Kubecon EU 2020 Notes: Still going strong :chart_with_upwards_trend::muscle:

September 6, 2020

  • This is the third Kubecon I’ve attended, the other two being in 2016 & 2017. This was quite different from both
    • I have notes from Kubecon 2016 here and a couple of sketch notes for talks in 2017: 1 - 2
    • In 2016, things were about providing some basic features that people needed to adopt Kubernetes and get it to production
    • In 2017, most of the tools and approaches that people use to run a mature Kubernetes installation were already emerging: e.g. kubeadm, operators, Prometheus emerging as a project with momentum
  • As you’d expect, Kubecon was a massive conference.
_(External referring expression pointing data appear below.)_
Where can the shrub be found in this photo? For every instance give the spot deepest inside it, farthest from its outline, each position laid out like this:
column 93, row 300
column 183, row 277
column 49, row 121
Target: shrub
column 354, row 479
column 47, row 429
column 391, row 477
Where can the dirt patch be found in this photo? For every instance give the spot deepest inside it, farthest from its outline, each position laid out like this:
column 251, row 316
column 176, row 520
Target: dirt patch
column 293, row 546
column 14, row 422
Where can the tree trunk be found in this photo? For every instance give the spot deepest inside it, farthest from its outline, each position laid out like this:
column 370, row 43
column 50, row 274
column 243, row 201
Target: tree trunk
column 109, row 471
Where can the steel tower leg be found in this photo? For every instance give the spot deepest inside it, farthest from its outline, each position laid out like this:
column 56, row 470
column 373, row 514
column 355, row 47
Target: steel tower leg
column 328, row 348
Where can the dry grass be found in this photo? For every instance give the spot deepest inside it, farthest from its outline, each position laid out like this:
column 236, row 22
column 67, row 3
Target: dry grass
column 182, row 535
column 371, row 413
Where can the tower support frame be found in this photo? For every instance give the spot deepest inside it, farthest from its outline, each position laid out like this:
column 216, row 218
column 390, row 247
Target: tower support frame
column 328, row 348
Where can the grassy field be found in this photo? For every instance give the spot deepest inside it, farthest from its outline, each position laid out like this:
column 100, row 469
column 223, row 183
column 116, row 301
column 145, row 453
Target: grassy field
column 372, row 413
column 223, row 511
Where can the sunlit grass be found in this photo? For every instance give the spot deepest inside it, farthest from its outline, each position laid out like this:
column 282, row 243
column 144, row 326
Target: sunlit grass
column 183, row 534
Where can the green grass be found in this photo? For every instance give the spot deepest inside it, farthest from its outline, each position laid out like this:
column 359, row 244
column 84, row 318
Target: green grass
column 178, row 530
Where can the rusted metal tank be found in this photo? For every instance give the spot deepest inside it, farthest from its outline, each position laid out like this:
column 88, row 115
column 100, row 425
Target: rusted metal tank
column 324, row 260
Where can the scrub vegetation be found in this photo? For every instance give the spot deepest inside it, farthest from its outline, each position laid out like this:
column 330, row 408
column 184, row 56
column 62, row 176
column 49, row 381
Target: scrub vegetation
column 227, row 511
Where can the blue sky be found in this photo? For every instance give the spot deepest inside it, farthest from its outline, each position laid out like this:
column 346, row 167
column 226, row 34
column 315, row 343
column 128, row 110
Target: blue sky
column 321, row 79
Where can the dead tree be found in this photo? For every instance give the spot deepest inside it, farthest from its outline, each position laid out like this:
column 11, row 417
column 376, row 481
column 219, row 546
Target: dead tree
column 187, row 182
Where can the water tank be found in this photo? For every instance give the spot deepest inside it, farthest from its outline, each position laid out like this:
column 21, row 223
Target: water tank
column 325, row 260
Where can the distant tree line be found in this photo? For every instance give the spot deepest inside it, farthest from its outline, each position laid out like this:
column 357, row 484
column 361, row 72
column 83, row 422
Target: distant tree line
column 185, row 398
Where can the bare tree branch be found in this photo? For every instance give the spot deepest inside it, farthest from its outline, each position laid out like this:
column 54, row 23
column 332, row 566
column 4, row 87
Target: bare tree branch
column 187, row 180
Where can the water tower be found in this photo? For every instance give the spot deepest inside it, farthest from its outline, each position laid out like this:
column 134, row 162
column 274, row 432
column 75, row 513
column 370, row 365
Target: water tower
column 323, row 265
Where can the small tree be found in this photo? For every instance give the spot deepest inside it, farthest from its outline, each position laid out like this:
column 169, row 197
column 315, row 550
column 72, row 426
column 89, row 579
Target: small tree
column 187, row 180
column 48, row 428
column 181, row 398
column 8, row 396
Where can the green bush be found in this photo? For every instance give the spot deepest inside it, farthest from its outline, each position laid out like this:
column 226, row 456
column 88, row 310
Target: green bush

The ecosystem of cloud native products is also bigger then ever, so its not possible to pick up on every theme. You have to pick tracks to match your level of knowledge and your interest
  • Now in 2020, the more general case-studies of running Kubernetes in production seem to be less omnipresent. In its place, I saw a lot of good talks going deeper into specific components or aspects of running a production platform
  • There’s few feature additions to the core capabilities of Kubernetes. In previous years there has been plenty of talks about features like Ingress and Ubernetes/Cluster Federation. Since I last attended Kubecon, there has been much more action in the area of CRDs, custom controllers, admission controllers etc, so there’s not the same desire to add things to core kubernetes. There’s also a much greater cost to changing interfaces now
  • Certain CNCF projects seem to be gaining momentum on their own account. In particular, Envoy has quite a few migration/production use stories, and OPA seemed to be showing up a lot. Migration to envoy particularly interesting theme ( + Istio, although its not mentioned much)
  • There’s quite a bit to say about each of those themes, and quite a few talks I’d highlight…

Virtual Conference

  • This was my first virtual conference, and it was much better than I expected. I still had the feeling I was part of an event, and was able to pick up some things about the zeitgeist of the community
  • Pre-recorded talks were mostly fine. In theory, live talks are better but it would probably have lead to more frustrations - fiddling with mics and problems with internet connections
  • The format was more convenient, with talks being made available for on-demand playback only an hour or two after they had finished, and it being very easy to switch talk

Operations / Deep Dives

TALK: Kubernetes DNS Horror Stories (And How to Avoid Them)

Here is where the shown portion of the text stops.